Latest heritage site unveiled
Ueckerman named Heidelberg after his hometown in Germany.
On February 4, Tony Burisch of the Heidelberg Heritage Association awarded the latest blue plaque for the new heritage site, namely The Victorian Lodge at 67 HF Verwoerd Street.

The property was once owned by the Lindeque family. One of the Lindeque daughters married Pieter Frederik Strydom.
Strydom was the first deacon in Suikerbosrand in 1842.
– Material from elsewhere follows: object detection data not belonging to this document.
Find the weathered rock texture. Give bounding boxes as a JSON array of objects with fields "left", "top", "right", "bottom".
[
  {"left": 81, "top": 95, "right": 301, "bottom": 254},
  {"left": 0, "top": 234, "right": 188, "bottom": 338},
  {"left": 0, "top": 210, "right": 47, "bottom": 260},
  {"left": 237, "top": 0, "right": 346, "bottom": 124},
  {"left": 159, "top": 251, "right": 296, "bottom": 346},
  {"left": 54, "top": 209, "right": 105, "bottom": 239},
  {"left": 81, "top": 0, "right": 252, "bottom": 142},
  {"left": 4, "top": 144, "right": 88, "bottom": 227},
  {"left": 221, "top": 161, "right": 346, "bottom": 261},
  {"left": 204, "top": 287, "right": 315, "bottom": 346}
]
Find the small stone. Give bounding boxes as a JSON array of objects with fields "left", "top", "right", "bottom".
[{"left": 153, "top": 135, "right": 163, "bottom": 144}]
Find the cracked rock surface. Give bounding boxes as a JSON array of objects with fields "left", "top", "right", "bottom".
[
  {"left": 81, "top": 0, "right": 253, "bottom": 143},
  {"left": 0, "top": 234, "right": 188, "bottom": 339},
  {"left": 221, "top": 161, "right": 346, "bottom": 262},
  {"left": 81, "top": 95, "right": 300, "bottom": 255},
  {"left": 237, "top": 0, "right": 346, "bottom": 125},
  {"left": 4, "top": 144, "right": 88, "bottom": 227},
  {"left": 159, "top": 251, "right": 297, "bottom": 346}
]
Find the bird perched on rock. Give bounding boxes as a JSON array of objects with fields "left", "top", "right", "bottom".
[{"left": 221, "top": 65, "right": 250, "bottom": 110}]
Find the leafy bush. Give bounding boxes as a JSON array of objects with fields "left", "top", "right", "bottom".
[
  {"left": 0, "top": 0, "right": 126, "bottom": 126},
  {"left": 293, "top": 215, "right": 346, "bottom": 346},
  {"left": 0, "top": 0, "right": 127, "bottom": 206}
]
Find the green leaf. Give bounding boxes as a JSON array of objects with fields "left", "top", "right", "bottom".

Heinrich Ueckermann purchased a piece of land from the farm Langlaagte from the owners Strydom and Venter to established a trading post in 1862.
With all the growth that happened, it became Heidelberg.
Heidelberg was proclaimed a town in 1866. The original building and premises was initially the Old Herberg Hotel, now Victoria Lodge.

It was one of the first hotels built in Heidelberg. The building was built roughly around 1870 by Ueckermann.
When building the hotel, he converted the stables into accommodations. Ueckerman named Heidelberg after his hometown in Germany.

At the time, when gold was discovered in 1886, there were about 15 hotels and over 35 taverns and drinking establishments.

Gen Piet Retief Viljoen was the mining commissioner when gold was discovered in the area.

The Herberg Hotel played a big part in history with the Second Anglo Boer War, as Veld Cornet Salmon van As was locked up in room seven before he was wrongly executed on June 23, 1902, by the British soldiers behind the Old Gaol (old jail) in Heidelberg.